Assignment 10 Write-up

Billy Poe

1. Graph x = cos (t) and y = sin (t) for 0 < t < 2pi

How can we alter this graph in order to instigate a high school class discussion?

First of all, let's notice what the original graph is--the unit circle. This makes since because as t goes from 0 to 2pi, the cos and sin of t makes up a specific point on the unit circle. Notice also that the unit circle is centered at the origin.

Now, let's shake it up a bit.

2. x = cos (t) and y = 0 for 0 < t < 2pi

If you notice, the graph is a line along the x-axis from x = -1 to 1. This makes since because the minimum value that x can have is -1 since cos (pi) = -1 and the maximum value is 1 since cos (0) = 1. But why does it lie on the x-axis? Because the y-value is 0; it never changes from 0 < t < 2pi.

3. x = cos (2t) and y = sin (2t) for 0 < t < 2pi

Some students may have thought that this circle would be larger than the first, however it's not. Why? Because for this particular equation, x and y can only lie between -1 and 1. Consider the graphs y = cos (x) and y = sin (x). In each of these graphs, the x-value corresponds to the t-value in our given equations. In these graphs, it doesn't matter how great or small x is, the y-value always lies between -1 and 1, just like in our given equations.

4. x = 2cos (t) and y = 2sin (t) for 0 < t < 2pi

Now we get the graph that some of the students had probably expected earleier.

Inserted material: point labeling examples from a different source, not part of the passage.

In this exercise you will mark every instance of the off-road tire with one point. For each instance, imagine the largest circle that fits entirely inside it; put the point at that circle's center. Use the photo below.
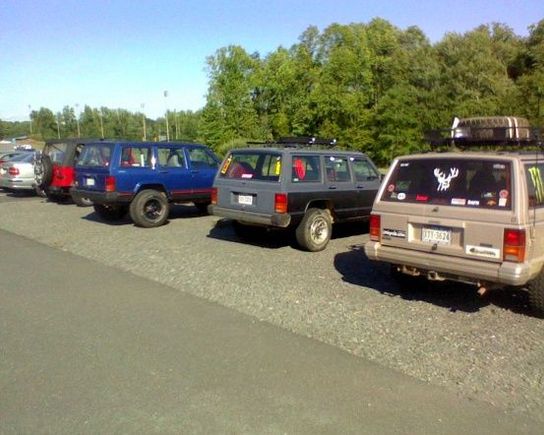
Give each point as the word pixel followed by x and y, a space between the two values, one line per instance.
pixel 110 213
pixel 536 294
pixel 202 206
pixel 149 208
pixel 81 201
pixel 314 231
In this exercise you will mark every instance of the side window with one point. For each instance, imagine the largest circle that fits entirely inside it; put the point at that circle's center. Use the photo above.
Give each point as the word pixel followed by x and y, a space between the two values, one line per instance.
pixel 337 169
pixel 363 170
pixel 305 169
pixel 136 157
pixel 171 157
pixel 200 158
pixel 535 184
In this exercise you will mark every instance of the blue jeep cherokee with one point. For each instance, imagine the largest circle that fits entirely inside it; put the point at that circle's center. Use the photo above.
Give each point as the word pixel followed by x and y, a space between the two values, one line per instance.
pixel 143 178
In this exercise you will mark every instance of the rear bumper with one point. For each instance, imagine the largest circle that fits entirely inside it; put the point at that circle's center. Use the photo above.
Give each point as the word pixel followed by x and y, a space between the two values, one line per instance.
pixel 274 220
pixel 101 197
pixel 461 269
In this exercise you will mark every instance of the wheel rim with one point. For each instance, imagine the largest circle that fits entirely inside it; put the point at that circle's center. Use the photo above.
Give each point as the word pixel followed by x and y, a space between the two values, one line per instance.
pixel 319 230
pixel 153 210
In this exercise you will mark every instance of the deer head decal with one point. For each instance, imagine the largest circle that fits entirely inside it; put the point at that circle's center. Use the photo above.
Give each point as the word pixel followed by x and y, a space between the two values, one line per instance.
pixel 443 180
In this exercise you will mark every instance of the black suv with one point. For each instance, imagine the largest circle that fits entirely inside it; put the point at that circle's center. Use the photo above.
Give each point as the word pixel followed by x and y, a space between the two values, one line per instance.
pixel 143 178
pixel 292 183
pixel 54 169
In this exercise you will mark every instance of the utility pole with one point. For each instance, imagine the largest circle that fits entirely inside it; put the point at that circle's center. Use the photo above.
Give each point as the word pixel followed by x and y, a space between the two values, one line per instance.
pixel 30 117
pixel 77 120
pixel 166 116
pixel 143 120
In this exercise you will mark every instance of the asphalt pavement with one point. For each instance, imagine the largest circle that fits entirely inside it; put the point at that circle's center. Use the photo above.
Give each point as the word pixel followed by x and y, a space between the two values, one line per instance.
pixel 87 348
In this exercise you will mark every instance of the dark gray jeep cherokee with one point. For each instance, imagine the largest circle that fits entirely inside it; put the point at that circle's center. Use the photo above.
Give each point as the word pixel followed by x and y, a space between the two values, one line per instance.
pixel 293 184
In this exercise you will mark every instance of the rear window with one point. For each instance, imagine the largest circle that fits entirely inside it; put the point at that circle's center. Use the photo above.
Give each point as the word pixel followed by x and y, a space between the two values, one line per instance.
pixel 455 182
pixel 56 152
pixel 95 155
pixel 252 166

Why is it bigger now? Because we are basically taking the x and y values that we got from our first demo and doubling them. So both x and y range from -2 to 2 (since they originally ranged from -1 to 1).

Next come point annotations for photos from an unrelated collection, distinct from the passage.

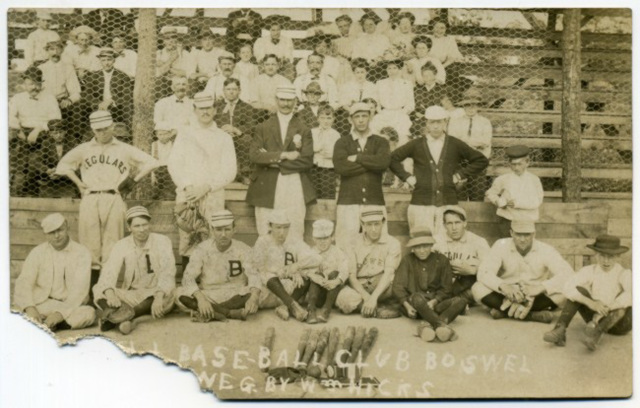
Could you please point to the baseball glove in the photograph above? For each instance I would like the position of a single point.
(126, 186)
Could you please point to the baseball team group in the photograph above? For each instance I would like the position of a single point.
(353, 265)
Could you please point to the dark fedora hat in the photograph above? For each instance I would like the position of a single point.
(608, 244)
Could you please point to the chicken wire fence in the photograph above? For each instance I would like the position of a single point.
(497, 72)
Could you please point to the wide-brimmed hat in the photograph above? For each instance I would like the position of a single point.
(608, 244)
(421, 237)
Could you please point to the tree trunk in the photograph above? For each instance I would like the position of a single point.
(571, 103)
(144, 90)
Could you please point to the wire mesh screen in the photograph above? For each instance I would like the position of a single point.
(497, 72)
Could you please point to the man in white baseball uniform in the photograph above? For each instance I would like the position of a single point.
(373, 260)
(464, 249)
(284, 263)
(148, 268)
(220, 281)
(202, 162)
(106, 167)
(53, 287)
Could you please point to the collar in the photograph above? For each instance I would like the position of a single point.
(357, 137)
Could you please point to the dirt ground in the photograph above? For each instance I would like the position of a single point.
(490, 359)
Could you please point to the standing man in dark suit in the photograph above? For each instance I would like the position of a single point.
(245, 26)
(437, 171)
(282, 150)
(360, 158)
(110, 89)
(237, 118)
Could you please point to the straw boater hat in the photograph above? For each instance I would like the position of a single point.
(221, 218)
(279, 217)
(322, 229)
(608, 244)
(421, 237)
(138, 211)
(523, 227)
(52, 222)
(436, 113)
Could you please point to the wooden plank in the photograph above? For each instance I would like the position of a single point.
(620, 174)
(620, 227)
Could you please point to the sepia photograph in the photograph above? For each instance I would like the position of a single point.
(329, 203)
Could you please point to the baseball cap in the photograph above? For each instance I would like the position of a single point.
(52, 222)
(221, 218)
(517, 151)
(279, 217)
(322, 228)
(286, 92)
(455, 209)
(202, 100)
(100, 120)
(523, 227)
(436, 113)
(371, 213)
(138, 211)
(359, 107)
(421, 237)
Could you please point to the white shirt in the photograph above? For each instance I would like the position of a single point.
(127, 62)
(36, 41)
(323, 142)
(168, 110)
(284, 124)
(327, 84)
(526, 192)
(202, 155)
(265, 87)
(59, 79)
(25, 111)
(264, 46)
(104, 166)
(476, 131)
(435, 146)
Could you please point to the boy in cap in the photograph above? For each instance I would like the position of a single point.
(201, 163)
(34, 50)
(220, 281)
(29, 113)
(476, 131)
(373, 259)
(110, 89)
(437, 172)
(360, 158)
(464, 249)
(282, 152)
(149, 277)
(601, 292)
(327, 84)
(518, 194)
(521, 277)
(53, 287)
(284, 264)
(332, 274)
(105, 165)
(423, 286)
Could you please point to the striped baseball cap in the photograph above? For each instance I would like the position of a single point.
(286, 92)
(371, 213)
(221, 218)
(138, 211)
(203, 100)
(100, 119)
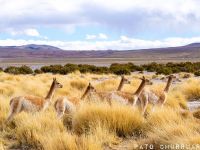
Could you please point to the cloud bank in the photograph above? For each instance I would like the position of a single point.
(124, 43)
(131, 16)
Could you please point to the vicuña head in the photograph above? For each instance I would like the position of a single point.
(32, 103)
(140, 89)
(89, 89)
(122, 82)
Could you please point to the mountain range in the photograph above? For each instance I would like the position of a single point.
(191, 51)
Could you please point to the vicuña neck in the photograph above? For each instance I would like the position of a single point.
(169, 82)
(120, 85)
(50, 93)
(85, 93)
(140, 88)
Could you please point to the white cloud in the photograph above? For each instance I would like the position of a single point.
(90, 37)
(100, 36)
(124, 43)
(122, 15)
(28, 32)
(103, 36)
(32, 32)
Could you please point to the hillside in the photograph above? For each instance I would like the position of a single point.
(44, 51)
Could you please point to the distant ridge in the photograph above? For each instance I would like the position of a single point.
(191, 51)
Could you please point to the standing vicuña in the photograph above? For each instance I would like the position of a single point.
(32, 103)
(68, 105)
(122, 82)
(147, 96)
(109, 96)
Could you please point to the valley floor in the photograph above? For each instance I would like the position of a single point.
(97, 125)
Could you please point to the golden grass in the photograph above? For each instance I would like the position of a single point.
(96, 125)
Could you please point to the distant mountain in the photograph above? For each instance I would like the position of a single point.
(191, 51)
(31, 47)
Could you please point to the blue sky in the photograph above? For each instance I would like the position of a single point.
(100, 24)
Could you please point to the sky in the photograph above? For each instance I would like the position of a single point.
(100, 24)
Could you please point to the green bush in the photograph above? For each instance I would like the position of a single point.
(37, 71)
(197, 73)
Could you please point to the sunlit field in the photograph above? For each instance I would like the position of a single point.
(95, 124)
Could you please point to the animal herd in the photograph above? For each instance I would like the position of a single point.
(142, 96)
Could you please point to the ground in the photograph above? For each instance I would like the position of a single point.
(95, 124)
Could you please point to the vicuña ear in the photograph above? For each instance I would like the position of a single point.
(143, 78)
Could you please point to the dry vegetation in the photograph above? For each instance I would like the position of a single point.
(96, 125)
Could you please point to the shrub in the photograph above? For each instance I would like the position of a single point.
(25, 70)
(197, 73)
(38, 71)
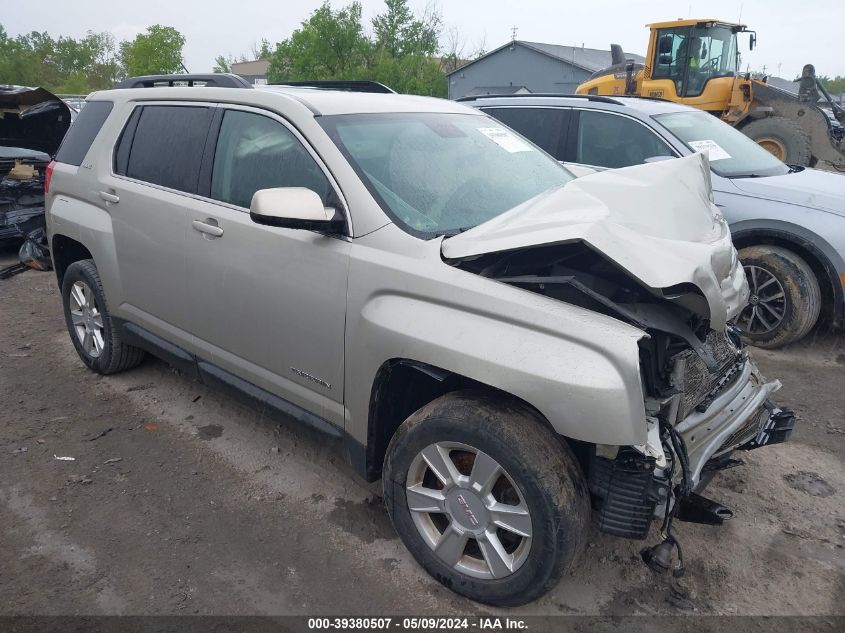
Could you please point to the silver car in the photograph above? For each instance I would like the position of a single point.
(512, 351)
(788, 222)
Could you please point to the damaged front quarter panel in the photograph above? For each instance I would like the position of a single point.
(655, 222)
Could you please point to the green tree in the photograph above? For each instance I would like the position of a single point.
(399, 32)
(329, 45)
(332, 45)
(158, 51)
(835, 85)
(64, 65)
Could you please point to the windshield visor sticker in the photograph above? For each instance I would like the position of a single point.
(506, 140)
(713, 150)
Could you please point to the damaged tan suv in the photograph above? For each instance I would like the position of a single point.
(513, 352)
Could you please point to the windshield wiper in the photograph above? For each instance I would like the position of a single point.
(457, 231)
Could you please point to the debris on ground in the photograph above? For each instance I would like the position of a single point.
(809, 482)
(101, 434)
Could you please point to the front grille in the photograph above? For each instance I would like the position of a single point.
(699, 384)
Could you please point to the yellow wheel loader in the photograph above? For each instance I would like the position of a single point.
(695, 62)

5. x = cos (t) + 1 and y = sin (t) for 0 < t < 2pi

This graph makes sense because you take every possible x-value and add 1 to it, so it shifts the whole circle over one unit. Allow your students to guess what would happen if it were x = cos (t) - 1 or y = sin (t) + 1.

6. x = cos (t) and y = {sin (t)}/2 for 0 < t < 2pi

This graph also makes sense because we are taking every y-value from the first demo and dividing it by half. So now the min and max values are -1/2 and 1/2. Notice that the x-values stay the same.

There are many other ways to alter this graph. Psyche your kids out with this one!